The side-hall and double-parlor plan in which Pleasant Hills was constructed is typical of homes built by the wealthy planter class of Prince George's County. The double parlors allowed for a "best parlor" for receiving guests and a less formal back parlor (also known as dining parlor or sitting room) where the family could retire. Double parlors could also allow for the partially separate, yet concurrent, entertaining of ladies and gentlemen. One parlor contained the typical accouterments of an early 19th-century parlor, including a dozen chairs, sofa, table, parlor mirror and three pictures.

The second of the two parlors contained a parlor lamp, sideboard, two tables, book stand, liquor case, and a few odds and ends. As was typical of the family parlor, this room appears to have been used for dining and reading or other forms of relaxation. Still another room (probably the one adjoining the kitchen in the old section) lists a sideboard, cupboard, table, and chairs.

The considerable amount of space given over to the hall passage further reflects the rise in the importance of separating social space from family space, and the control over circulation through rooms that occurred during the mid-18th century. The large hall served as both a formal entry into the house and a transitional space between the two parlors and the outside. It also allows for entry into either parlor without having to go through multiple rooms. The hall passage which runs from front to rear as seen at Pleasant Hills also allowed for cross ventilation, which was particularly important during summer months. Numerous inventories indicate that these passages were often used as living rooms during that time. It is not unusual to see listed dining or other tables, couches, desks, etc. within passages (or even bedsteads in second-floor passages). From these inventories the hall passage is speculated to be an integral part of the overall plan and probably served as more than just a formal entry.

The period in architecture in which Pleasant Hills was constructed embraced the neoclassical in both its Roman and Greek forms: Adamesque Georgian, Federal and Greek Revival. These elements are seen at Pleasant Hills in their vernacular form. Houses such as Pleasant Hills, located in rural areas removed from large, fashionable cites, were built by local carpenter/builders using builders' guides or pattern books. In fact, the architrave molding found around the windows and doors of the first story of the main block can be found in Asher Benjamin's builder's book, The Practical House Carpenter, published in 1830 (plate 46). Benjamin outlines Grecian-influenced patterns for moldings, architraves, frontispieces, and so on. As stated by Benjamin, "I consider it necessary that all practical house carpenters should be fully acquainted with the orders of architecture, particularly those who reside in the country, where they have no opportunity of consulting an architect."

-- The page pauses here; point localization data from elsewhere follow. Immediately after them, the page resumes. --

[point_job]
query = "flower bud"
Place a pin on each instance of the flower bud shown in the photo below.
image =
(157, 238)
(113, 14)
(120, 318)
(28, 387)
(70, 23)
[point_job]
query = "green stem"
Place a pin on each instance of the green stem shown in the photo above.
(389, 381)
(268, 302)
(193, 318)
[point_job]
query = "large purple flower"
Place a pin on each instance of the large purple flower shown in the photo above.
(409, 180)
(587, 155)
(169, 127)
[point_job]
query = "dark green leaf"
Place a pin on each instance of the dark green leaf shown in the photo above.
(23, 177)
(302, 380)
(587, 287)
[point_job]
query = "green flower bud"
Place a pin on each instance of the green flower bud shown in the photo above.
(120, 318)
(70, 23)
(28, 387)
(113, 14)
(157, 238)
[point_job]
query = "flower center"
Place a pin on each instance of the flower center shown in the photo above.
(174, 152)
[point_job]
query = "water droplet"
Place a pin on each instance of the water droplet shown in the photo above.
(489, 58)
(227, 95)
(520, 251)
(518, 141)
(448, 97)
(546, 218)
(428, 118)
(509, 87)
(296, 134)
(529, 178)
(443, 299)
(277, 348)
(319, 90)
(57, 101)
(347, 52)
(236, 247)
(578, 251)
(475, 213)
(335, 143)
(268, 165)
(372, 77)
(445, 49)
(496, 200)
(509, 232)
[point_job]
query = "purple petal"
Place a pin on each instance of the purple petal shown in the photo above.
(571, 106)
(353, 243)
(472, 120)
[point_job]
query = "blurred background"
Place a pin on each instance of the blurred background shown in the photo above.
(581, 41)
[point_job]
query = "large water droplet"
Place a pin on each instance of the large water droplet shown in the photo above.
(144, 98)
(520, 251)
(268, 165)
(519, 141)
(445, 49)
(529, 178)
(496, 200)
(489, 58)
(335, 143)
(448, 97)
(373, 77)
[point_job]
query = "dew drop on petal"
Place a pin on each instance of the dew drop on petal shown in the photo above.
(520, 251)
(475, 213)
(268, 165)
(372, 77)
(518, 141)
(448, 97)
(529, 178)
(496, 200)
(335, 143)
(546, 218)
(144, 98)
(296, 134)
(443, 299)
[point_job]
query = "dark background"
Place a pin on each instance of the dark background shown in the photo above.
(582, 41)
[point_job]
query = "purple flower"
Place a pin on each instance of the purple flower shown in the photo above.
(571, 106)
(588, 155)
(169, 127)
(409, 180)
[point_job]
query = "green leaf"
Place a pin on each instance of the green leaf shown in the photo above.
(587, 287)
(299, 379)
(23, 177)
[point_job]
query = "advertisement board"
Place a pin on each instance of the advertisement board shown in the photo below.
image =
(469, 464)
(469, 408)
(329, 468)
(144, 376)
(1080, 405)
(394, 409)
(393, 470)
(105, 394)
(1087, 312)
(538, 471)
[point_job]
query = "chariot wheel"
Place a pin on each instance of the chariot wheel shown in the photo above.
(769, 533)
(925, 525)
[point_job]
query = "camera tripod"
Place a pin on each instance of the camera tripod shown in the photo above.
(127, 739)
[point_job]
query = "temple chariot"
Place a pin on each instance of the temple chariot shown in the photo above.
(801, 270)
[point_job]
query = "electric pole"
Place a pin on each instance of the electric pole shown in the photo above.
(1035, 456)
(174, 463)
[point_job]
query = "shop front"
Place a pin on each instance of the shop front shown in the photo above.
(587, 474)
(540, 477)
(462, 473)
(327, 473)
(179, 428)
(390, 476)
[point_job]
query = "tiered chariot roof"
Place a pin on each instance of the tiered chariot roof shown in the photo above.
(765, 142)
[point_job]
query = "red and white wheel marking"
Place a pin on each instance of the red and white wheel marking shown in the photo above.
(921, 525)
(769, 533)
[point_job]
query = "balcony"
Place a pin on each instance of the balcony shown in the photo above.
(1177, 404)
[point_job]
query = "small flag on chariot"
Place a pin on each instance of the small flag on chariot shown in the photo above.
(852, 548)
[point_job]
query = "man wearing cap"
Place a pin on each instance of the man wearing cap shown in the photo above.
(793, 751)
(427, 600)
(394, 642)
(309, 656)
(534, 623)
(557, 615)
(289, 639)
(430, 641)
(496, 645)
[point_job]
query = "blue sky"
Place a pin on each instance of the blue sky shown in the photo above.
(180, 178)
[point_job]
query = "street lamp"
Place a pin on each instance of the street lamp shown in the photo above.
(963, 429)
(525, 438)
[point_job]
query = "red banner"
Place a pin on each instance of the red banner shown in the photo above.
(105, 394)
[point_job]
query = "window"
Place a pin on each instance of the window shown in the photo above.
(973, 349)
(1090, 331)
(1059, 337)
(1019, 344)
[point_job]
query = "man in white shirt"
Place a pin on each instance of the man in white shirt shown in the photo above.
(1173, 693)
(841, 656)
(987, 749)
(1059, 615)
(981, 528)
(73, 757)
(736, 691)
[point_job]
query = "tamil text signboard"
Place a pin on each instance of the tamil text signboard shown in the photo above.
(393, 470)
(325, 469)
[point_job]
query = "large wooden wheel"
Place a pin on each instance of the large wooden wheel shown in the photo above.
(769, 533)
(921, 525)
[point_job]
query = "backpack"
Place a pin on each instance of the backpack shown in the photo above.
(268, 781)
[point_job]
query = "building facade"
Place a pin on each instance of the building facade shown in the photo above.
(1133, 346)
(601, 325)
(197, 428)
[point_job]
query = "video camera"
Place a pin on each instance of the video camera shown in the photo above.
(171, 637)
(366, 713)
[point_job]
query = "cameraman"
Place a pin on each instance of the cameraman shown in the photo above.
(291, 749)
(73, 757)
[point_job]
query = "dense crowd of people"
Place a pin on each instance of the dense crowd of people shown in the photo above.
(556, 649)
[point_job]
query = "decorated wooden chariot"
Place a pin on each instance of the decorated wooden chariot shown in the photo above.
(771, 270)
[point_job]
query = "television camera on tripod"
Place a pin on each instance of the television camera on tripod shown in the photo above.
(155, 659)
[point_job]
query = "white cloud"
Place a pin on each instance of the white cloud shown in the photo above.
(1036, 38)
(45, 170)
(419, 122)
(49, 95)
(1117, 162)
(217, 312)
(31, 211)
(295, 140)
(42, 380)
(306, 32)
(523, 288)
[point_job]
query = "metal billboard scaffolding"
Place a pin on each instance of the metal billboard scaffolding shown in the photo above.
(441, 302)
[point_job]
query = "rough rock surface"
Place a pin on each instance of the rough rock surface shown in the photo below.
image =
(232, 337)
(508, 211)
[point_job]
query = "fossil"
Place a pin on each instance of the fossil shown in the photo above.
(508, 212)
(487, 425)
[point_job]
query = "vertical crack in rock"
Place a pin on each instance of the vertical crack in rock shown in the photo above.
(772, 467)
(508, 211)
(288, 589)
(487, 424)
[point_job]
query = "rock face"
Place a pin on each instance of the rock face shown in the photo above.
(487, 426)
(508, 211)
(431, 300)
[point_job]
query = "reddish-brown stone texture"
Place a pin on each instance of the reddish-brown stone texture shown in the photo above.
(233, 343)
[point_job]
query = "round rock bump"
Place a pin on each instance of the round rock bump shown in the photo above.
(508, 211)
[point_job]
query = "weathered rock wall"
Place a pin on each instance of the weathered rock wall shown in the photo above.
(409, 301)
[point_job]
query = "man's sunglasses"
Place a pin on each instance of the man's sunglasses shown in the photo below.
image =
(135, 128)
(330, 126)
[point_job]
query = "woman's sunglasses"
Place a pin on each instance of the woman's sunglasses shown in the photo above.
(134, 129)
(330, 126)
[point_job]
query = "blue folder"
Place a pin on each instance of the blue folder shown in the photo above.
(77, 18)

Zaddock Sasscer's property included 350 acres of "Four Hills," "Moore's Craft" and "Littleworth." Sasscer also had an additional 400-acre "plantation", inherited from his father, on which he raised tobacco. As his will states, "...I wish the tobacco now on hand to be sold...." Also mentioned in the tax assessment records for William Sasscer is the "land with distillery on it... 3-3/4 acres" (and included in the inventory of his estate are 22 barrels). The inventory also indicates that sheep and lamb were raised on the plantation, which also included oxen, cows and pigs; and twenty-six slaves (fourteen men and boys and twelve women and children).

Pleasant Hills was listed on the National Register of Historic Places in 1980.